Bien finie, la génération Y ! Les 15-25 ans arrivent. Ces « Nouveaux Bovary » en sont l’opposé avec l’illusion de Facebook, le réseau au milliard d’amis en bandoulière. Ils comptent bien s’en servir pour faire bouger les choses, vivre autrement, et peut être même inventer une nouvelle vie. Et ils commencent à le prouver au Maghreb, à Madrid, Wall Street et ailleurs.
Ils ont l’optimisme ironique d’une génération de la résilience, certains qu’avec tout ce que les générations précédentes (baby boomers, X et Y) leur ont légué « tout est effectivement foutu ». Mais ils pensent qu’ils arriveront à s’en sortir grâce à leur mode de fonctionnement en réseaux, en rhizomes, en petits groupes, en nouvelles solidarités qui créent de nouvelles formes de militance.
Une génération d’abord féminine
Pourquoi les avoir appelés « nouveaux Bovary » plutôt que génération V, W, ou Z ? Parce que cette génération est d’abord féminine ; comme Emma qui rêvait d’avoir une autre vie en tant que femme. 74% des blogs sont créés par des filles dont on connait le rôle moteur dans certains mouvements comme les printemps arabes.
Ces « nouveaux Bovary » font du Bovarysme sans le savoir : grâce à Facebook, ils ont « le pouvoir de se croire autres qu’ils ne sont » (définition du Bovarysme). Le Bovarysme est d’abord une curiosité, une énergie vitale.
Internet permet à ces « nouveaux Bovary », de tout savoir sur tout, sur les sujets les plus complexes. Ils trouvent des études américaines sur les molécules du Médiator et s’en servent pour alimenter un débat scientifique de « pro-am » (professionnels-amateurs). D’amateurs professionnels, plus pro que beaucoup d’experts. Il va falloir que les entreprises et leurs marques deviennent plus expertes pour pouvoir leur résister, voire simplement leur répondre.
Les « nouveaux Bovary » réclament le droit à l’essai, le droit à l’erreur et placent la sérendipité (la rencontre ou le hasard heureux) au rang de valeur. Adieu les processus incompréhensibles ! Avec humour. Lol !
Habitués à tout tester sur le net, ils veulent la même liberté de chercher et de se tromper quand ils arrivent comme salariés dans une entreprise. Cela va bouleverser pas mal de dogmes hiérarchiques !
La transparence, la proximité et la bonne foi redeviennent des constantes de cette génération qui croit à ce qu’elle voit. En vrai ou en numérique. Les hypocrites n’ont qu’à bien se tenir. Les faux nez vont -enfin- souffrir. Car les « Pro-am » ont une arme, le buzz non stop sur le réseau. Pacifiques sans être passifs, ils se réunissent sur un simple message, occupent une place longtemps quelquefois, et finissent par agir… A leur manière.
Qui a la bougeotte
Si ça ne marche pas ici ? Ils vont voir ailleurs.
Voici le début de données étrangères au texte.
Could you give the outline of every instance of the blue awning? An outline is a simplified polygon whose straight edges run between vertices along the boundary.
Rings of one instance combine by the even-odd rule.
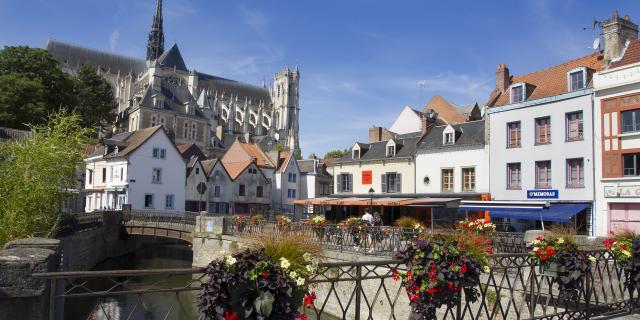
[[[460,211],[489,211],[491,218],[570,222],[571,218],[591,205],[585,203],[552,203],[549,207],[464,205]]]

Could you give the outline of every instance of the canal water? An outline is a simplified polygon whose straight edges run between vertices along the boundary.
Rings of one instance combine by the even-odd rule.
[[[193,252],[185,242],[153,239],[144,242],[137,251],[98,264],[93,270],[124,269],[175,269],[191,268]],[[125,279],[114,279],[118,282]],[[148,288],[149,286],[177,288],[186,286],[191,275],[166,277],[147,276],[131,279],[124,284],[128,290]],[[91,280],[90,288],[107,290],[114,286],[108,279]],[[87,286],[89,287],[89,286]],[[67,290],[70,286],[67,286]],[[121,289],[118,289],[121,290]],[[116,298],[73,298],[67,299],[64,305],[64,319],[198,319],[195,310],[197,291],[153,293],[144,295],[127,295]],[[167,316],[168,315],[168,316]]]

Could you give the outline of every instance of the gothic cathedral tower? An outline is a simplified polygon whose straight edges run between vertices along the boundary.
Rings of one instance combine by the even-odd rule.
[[[298,114],[300,111],[300,71],[289,67],[273,77],[272,102],[274,109],[275,138],[289,150],[299,151]]]

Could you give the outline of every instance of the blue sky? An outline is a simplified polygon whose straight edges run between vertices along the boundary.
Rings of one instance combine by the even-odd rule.
[[[154,2],[0,0],[0,46],[55,38],[143,58]],[[594,17],[640,21],[632,0],[164,3],[165,47],[177,42],[189,68],[260,84],[300,66],[305,157],[366,141],[434,94],[482,103],[499,63],[521,74],[589,54]]]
Cette génération a la bougeotte ; elle veut aussi tester l’ailleurs. Déjà on voit des articles « générationnels » qui incitent à aller voir ailleurs et pas seulement pour des raisons fiscales. Quel défi pour nos nations -et nos entreprises- souvent recroquevillées sur elles-mêmes ?
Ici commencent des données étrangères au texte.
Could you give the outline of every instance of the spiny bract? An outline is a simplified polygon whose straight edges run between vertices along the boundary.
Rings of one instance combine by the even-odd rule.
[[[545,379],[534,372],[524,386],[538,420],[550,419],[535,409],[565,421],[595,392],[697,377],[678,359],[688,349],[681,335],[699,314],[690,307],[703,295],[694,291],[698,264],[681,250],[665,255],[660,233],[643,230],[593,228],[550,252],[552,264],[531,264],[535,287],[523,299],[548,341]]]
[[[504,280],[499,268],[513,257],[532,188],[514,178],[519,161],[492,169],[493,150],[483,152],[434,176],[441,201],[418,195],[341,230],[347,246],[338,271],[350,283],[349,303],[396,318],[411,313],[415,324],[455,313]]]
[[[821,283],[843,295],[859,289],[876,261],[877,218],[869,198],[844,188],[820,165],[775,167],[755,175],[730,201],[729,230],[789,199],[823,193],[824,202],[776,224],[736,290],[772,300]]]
250 millions de gens changent de pays chaque année et ce n’est que le début !
Car les « nouveaux Bovary » se disent comme Emma Bovary que « certains lieux sur la terre devaient produire du bonheur, comme une plante particulière au sol et qui pousse mal tout autre part ».
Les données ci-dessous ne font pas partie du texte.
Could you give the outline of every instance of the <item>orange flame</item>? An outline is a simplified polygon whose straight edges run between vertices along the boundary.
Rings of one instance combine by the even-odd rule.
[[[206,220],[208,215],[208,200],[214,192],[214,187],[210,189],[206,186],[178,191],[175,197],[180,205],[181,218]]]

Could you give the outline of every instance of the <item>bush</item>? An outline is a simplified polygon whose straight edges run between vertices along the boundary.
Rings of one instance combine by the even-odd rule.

Naïveté ? Sans doute. Mais c’est en cela que cette génération peut nous surprendre et réussir là où tant de certitudes semblent échouer.
Georges Lewi
G. Lewi est également animateur du blog www.mythologicorp.com où la société et le marketing sont décryptés au travers des mythes,et auteur d’une dizaine d’ouvrages dont « Branding management » et « Mythologie des Marques»
*(Pearson éditeur)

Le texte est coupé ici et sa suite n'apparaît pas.